Un alarido de terror surgió de la multitud que lo rodeaba cuando Kevin, con un grito de dolor, dejó caer la botella de sus dedos chamuscados; esta se rompió a sus pies en el asfalto y las llamas lo envolvieron. Como el movimiento ondulatorio en una charca al verse perturbada la superficie del agua, la desbandada originada para alejarse de él se arremolinó en olas frenéticas.

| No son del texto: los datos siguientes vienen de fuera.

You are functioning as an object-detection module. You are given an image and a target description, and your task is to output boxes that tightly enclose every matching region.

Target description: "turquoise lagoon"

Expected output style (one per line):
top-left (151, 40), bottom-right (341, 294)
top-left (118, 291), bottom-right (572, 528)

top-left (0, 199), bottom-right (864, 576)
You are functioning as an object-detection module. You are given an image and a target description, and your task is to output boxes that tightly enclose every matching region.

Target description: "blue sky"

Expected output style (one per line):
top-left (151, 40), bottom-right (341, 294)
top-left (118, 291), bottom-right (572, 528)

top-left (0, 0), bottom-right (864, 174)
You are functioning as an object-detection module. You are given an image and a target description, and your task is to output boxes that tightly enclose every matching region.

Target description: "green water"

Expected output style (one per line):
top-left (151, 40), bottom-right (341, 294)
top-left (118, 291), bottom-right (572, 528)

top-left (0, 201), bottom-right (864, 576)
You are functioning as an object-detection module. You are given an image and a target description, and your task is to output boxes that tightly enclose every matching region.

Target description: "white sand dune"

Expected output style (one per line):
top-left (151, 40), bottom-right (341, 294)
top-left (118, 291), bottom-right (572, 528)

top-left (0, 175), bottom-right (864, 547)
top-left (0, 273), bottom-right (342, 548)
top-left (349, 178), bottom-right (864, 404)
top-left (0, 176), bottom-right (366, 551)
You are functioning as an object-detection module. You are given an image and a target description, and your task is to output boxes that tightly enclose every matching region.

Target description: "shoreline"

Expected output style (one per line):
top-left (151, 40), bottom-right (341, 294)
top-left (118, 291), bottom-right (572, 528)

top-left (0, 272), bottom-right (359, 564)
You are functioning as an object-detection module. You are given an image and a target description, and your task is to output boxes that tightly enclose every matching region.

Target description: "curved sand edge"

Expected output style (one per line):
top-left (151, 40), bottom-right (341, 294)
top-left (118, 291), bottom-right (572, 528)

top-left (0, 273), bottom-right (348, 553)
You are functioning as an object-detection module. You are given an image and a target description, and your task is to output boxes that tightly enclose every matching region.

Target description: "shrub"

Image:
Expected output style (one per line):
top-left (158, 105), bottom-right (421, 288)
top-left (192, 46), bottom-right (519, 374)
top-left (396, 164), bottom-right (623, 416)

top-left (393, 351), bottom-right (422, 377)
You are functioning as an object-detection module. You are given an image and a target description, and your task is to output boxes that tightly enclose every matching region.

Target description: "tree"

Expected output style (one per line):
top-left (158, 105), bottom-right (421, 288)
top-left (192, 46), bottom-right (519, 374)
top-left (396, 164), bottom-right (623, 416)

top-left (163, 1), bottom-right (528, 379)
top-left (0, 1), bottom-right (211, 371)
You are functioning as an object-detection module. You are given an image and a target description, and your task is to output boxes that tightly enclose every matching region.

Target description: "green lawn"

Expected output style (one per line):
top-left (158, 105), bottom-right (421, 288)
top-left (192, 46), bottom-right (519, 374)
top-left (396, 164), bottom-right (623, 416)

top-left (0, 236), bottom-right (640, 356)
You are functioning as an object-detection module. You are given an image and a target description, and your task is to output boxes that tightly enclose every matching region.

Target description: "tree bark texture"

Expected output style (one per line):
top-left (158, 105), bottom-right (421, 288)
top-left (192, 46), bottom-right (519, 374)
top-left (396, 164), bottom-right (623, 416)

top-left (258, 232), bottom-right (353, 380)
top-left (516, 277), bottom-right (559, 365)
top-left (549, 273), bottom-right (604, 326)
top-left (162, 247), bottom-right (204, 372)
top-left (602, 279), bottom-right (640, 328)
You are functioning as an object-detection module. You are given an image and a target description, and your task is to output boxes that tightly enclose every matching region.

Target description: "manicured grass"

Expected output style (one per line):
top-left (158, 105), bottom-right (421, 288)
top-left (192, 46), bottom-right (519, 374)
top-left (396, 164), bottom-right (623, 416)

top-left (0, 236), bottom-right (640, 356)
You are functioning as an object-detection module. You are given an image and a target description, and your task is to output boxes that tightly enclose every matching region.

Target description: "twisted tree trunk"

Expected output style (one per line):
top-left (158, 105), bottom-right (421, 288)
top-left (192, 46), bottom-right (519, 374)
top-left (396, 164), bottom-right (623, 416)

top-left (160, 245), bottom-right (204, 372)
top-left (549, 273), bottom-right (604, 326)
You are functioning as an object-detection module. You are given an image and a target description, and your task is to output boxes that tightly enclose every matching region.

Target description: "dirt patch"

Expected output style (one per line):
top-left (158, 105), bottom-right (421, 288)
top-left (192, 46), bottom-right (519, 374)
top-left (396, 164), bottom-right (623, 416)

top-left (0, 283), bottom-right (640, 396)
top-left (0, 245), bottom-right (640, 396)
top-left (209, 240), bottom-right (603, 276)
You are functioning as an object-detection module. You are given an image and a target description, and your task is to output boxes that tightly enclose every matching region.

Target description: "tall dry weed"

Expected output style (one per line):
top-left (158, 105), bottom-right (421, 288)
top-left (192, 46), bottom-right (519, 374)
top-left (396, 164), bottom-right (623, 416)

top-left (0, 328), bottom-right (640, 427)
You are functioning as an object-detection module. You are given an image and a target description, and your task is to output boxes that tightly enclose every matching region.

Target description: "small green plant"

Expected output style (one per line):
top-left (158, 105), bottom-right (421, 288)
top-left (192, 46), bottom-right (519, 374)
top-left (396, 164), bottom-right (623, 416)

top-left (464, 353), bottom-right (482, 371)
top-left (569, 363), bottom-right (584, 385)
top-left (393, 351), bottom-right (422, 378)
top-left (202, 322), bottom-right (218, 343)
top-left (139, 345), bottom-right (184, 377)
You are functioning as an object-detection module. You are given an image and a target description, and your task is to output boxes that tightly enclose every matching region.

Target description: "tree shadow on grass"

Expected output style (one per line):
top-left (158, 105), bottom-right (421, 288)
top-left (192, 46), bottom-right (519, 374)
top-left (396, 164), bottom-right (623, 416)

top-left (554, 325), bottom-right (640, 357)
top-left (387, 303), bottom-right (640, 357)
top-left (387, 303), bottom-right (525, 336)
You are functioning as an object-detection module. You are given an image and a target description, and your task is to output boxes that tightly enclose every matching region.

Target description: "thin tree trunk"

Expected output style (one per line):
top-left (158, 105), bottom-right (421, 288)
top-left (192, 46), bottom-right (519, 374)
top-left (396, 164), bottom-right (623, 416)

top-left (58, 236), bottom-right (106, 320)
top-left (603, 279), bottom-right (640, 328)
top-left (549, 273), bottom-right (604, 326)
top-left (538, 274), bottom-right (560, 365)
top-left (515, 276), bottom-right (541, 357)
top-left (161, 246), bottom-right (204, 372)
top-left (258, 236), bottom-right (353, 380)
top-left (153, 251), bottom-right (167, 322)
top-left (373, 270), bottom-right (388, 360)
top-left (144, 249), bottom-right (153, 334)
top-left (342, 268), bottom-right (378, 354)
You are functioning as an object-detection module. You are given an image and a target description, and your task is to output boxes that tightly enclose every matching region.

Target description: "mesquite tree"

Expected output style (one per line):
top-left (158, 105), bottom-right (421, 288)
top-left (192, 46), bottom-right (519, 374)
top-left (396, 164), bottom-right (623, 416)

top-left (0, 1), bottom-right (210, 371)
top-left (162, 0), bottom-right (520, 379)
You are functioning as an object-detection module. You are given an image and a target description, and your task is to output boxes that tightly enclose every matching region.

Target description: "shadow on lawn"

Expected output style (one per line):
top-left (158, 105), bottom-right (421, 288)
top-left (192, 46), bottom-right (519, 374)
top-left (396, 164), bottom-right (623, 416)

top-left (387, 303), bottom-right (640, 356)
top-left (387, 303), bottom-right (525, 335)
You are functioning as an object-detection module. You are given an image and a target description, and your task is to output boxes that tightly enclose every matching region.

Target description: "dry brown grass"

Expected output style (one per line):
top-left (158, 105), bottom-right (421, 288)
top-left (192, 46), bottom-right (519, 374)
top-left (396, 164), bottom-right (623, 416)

Los amigos de Kevin, en llamas también por su proximidad a la botella que acababa de explotar, retrocedieron tambaleándose y golpeándose en los brazos, el pecho y el cabello; las mujeres y los niños gritaron al verse aplastados contra la sólida pared de personas que tenían detrás.

Solo Melanie, protegida por el cuerpo de los amigos del chico, se quedó donde estaba, con la atención centrada en la bola de fuego que tenía enfrente. Le dio tiempo a pensar que ni siquiera le caía bien Kevin Charteris. Él constituía la mala influencia que había provocado que arrestaran a Colin una veintena de veces por hurto y vandalismo, y había llegado a descontrolarse tanto que Wesley Barber, con su ayuda, había conseguido que su madre acabara dos veces en el hospital.

Pero lo conocía -no se trataba de un desconocido en llamas- y ese vínculo ejercía un fuerte poder. Melanie también gritaba -no podía contenerse-, pero en medio de la confusión tuvo la inteligencia de quitarse la chaqueta y lanzarse sobre Kevin para echarle por encima el cuero y utilizar su propio peso para que el chico se tirara al suelo. Lo hizo rodar para sofocar las llamas, atragantándose con el olor del pelo quemado y con los ojos escocidos del calor del combustible en llamas sobre el asfalto. Se percató de que la gente acudía en su ayuda, procediendo a apartar al muchacho a rastras del foco del fuego y añadiendo más prendas de ropa sobre su cuerpo, antes de que alguien tirara de ella hacia atrás y comenzara a golpearle en la cabeza.

– Maldita imbécil -dijo su hermano entre sollozos. Le puso la cara en el suelo y se lanzó sobre ella-. Te está ardiendo el pelo, joder.

Interior del nº 23 de Humbert Street

El puñetazo de Franek impactó en lo alto del pómulo de Sophie y resonó en su cabeza. El golpe llevaba la fuerza suficiente para tumbarla, pero la pared que tenía a sus espaldas la mantuvo en pie. El instinto la llevó a defenderse cuando no tenía ninguna posibilidad razonable de que su reacción sirviera de algo. Un segundo golpe la dejaría sin sentido. Sophie respondió con lo único que tenía a mano -la silla-; la empujó con fuerza hacia él hasta que el asiento dio en las rodillas del anciano.